On June 23, 2022, the Firm secured the dismissal of removal proceedings initiated in April 2017 for two pro bono clients. The Firm also previously secured dismissal for a third pro bono client on May 17, 2022, whose removal case was predicated on the same set of facts. The clients were part of a group of nine men who were initially stopped ostensibly for speeding while traveling home to New York from Georgia by a Pennsylvania State Trooper. Upon stopping the group, the State Trooper demanded to see “papers, work permit, visa, passport and ID” from each showing their lawful status. When several individuals, including the Firm’s clients, could not produce documents to his satisfaction, the State Trooper held the group at a nearby rest stop, where they were prohibited from obtaining any food, drink, using the bathroom, or even turning on the vehicle’s air conditioner. During the encounter, the State Trooper called agents from Immigration and Customs Enforcement (“ICE”) and held the Firm’s clients for more than two and a half hours in violation of their Fourth Amendment rights so those ICE agents could respond to determine alienage. The day after this encounter they were placed into removal proceedings.
After several men from the group, including the Firm’s clients, unsuccessfully moved the Immigration Court to suppress the Government’s evidence through prior counsel, the Firm began representing those three who lived in New York in October 2017, and sought reconsideration of the prior Immigration Judge’s decision on the motion to suppress by filing three separate motions to reconsider and reopen. For one client, the Immigration Judge quickly disposed of the motion and ordered the client removed.
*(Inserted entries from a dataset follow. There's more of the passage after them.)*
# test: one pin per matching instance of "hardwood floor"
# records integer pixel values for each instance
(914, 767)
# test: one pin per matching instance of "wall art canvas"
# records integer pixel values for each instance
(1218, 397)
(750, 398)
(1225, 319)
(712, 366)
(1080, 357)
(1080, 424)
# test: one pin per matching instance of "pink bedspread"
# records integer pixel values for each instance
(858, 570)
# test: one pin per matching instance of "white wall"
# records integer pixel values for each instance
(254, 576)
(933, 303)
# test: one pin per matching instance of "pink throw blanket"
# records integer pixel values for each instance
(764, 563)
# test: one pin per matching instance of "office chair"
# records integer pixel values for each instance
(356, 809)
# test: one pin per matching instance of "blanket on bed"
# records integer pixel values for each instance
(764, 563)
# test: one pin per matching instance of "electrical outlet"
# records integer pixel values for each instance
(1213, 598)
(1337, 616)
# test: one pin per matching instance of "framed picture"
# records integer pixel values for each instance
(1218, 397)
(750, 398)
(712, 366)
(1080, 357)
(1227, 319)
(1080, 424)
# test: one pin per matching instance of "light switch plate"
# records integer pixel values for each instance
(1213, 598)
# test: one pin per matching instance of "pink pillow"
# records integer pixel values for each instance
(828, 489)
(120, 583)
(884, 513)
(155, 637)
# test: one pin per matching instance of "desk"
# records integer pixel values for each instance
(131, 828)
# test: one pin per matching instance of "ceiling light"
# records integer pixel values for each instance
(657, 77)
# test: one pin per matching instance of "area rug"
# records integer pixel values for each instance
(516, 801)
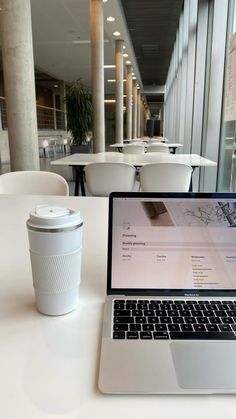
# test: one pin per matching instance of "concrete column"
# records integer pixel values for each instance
(54, 111)
(62, 87)
(129, 85)
(138, 112)
(119, 135)
(97, 68)
(134, 116)
(19, 81)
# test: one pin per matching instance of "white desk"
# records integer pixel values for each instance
(49, 365)
(80, 160)
(172, 146)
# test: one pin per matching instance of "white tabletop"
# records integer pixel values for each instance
(49, 365)
(83, 159)
(120, 145)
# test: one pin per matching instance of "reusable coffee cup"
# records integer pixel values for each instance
(55, 241)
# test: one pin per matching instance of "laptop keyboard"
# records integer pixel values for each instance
(174, 319)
Simpson Thacher successfully appealed that decision to the Board of Immigration Appeals (“BIA”), where a three-member panel of the BIA sustained the Firm’s appeal that extension of a traffic stop on the basis of race or perceived ethnicity violated the client’s Fourth Amendment right against unreasonable search and seizure and remanded the case to the Immigration Court for the purposes of holding a suppression hearing. The Firm successfully secured a suppression hearing for its other two clients. Subsequent to remand from the BIA, in May 2021 each of the client’s cases were consolidated.
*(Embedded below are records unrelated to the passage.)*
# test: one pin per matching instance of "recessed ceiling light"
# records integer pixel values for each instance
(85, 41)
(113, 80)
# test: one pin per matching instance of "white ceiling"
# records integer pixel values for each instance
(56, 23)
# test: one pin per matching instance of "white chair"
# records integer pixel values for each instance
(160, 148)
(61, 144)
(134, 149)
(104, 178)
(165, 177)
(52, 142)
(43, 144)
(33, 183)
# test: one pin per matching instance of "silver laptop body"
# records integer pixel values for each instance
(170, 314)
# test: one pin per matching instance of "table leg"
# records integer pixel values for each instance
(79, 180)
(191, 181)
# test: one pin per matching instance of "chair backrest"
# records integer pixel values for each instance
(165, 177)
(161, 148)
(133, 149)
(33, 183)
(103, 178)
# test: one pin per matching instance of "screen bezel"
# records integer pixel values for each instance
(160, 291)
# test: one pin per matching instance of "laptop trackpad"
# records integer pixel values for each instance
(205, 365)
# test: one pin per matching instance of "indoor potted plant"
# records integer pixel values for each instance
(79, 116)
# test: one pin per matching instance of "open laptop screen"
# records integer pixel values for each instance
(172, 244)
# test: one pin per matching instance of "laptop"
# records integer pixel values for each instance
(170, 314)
In February 2022, the Firm submitted a request for prosecutorial discretion on behalf of its clients. While the Government agreed to dismiss one of the client’s cases, they also filed motions, which proposed to submit evidence of alienage that was not derived from the traffic encounter for the other two individuals. After full briefing on the Government’s motions, but before the Immigration Judge adjudicated them, upon further negotiations, the Government ultimately decided to approve the prosecutorial discretion requests the Firm had previously submitted, and the Immigration Court granted the parties’ requests for dismissal of the pending removal proceedings for each of the Firm’s clients based on the Government’s exercise of prosecutorial discretion.
The Simpson Thacher team included Associates Stephen DiGregoria and Taylor Sutton, Partner Mike Osnato and Retired Partner Tom Rice. Summer Associate Francisca Johanek and former Counsel Anar Patel, who was recently confirmed as a New York State Court of Claims Judge, provided valuable assistance.